То был теоретический отдел. В историко-литературном находим два блока. Один - "восемнадцативечный", другой - "набоковский". Причем оба состоят из очень разных в методологическом плане статей. Первый открывается концептуальной статьей Веры Проскуриной "Перемена роли: Екатерина Великая и политика имперской трансверсии", где речь об исторической подоплеке екатерининского "маскарада" и российском изводе римско-троянского мифа (translatio imperii), ключ - оды Василия Петрова. Далее следует публикаторского порядка работа Аллы Койтен о державинских переводах из Геснера и Гердера (она - единственная из "восемнадцативечного" блока - обретается в Сети). Наконец, имеющая некоторое отношение к книжной социологии статья А.Ю.Самарина "Сие выдумано в пользу общества и автора" - о началах книжно-журнальной подписки в России конца XVIII века. Здесь есть цифры и факты, из нынешней перспективы достаточно любопытные: подписная практика начиналась по большей части как книжная, однако в провинции сразу стали лидировать журналы. А Москва и в XVIII веке составляла почти половину книжно-журнального рынка (и треть - Санкт-Петербург). Автор объясняет это " самой высокой по стране концентрацией дворянского населения ". Сейчас принято говорить в такого рода контекстах о "среднем классе".

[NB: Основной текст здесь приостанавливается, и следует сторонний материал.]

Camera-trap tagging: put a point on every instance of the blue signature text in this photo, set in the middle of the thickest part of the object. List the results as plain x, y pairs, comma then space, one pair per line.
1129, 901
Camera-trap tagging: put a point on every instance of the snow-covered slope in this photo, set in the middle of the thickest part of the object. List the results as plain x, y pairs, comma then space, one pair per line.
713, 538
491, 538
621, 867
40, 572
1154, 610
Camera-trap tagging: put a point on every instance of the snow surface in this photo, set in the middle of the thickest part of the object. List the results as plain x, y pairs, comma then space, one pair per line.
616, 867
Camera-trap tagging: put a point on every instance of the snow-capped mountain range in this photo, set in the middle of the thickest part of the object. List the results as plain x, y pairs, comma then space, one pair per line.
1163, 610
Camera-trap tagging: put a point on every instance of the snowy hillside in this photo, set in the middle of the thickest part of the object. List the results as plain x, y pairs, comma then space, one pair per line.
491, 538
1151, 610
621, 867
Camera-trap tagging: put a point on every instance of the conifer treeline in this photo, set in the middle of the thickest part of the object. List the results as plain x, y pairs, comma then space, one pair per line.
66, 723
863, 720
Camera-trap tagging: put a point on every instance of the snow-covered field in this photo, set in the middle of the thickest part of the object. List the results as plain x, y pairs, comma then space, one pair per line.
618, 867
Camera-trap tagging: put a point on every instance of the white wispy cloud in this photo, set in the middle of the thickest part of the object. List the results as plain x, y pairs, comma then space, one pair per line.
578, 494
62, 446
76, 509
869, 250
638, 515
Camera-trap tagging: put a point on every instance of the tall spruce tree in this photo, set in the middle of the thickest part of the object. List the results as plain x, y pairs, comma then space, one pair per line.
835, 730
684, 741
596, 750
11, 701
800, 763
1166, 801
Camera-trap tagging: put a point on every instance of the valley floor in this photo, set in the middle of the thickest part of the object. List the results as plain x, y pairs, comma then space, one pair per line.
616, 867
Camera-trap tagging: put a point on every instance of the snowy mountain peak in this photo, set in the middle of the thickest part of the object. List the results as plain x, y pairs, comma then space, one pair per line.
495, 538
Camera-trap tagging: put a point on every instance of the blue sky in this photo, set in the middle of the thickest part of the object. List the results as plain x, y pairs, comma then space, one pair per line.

В "набоковском" блоке две статьи, и по методу они очевидно противоположны. В "Журнальном Зале" обнаруживаем Эрика Наймана ( "Литландия: Аллегорическая поэтика "Защиты Лужина"" ), а на сайте "НЛО" - Марину Гришакову с "Визуальной поэтикой Набокова" . В случае Эрика Наймана имеем характерный пример "чтения против шерсти" (авторское определение). В порядке отступления заметим: западные набоковские штудии в большинстве своем являют нам пример той малоприятной истины, что с человеком, к несчастью, происходит то, чего он больше всего боится. Хотя, Набоков, наверное, особый случай. Никто другой, подобно ВВ, не издевался так откровенно над психоаналитическими и деконструктивистскими шарадами, и любовь подобного рода "читателей-деконструкторов" к автору "Лолиты" - своего рода изощренная месть. Но, тем не менее ... автор в такой ситуации - жертва невольная. А читатель (читатель-писатель и читатель-читатель) - персонаж активный. То есть или имеет вкус к этому делу, или нет.
Вот, кстати, характерная цитата: " Читатель Набокова часто должен делать над собой усилие по переворачиванию - или даже извращению - нормативных лексических значений и идиоматических иерархий. Будучи выдернуто из контекста герменевтической структуры, любое из перевернутых прочтений (или даже их пара), которые я собираюсь представить вашему вниманию ниже, может показаться гипертрофированным или вымученным. Но в контексте структуры эти перевертыши не только "осмыслены" в обыденном значении этого выражения, но также указывают дорогу к "авторскому" смысловому уровню текста, который легко проглядеть при менее "извращенной" трактовке ".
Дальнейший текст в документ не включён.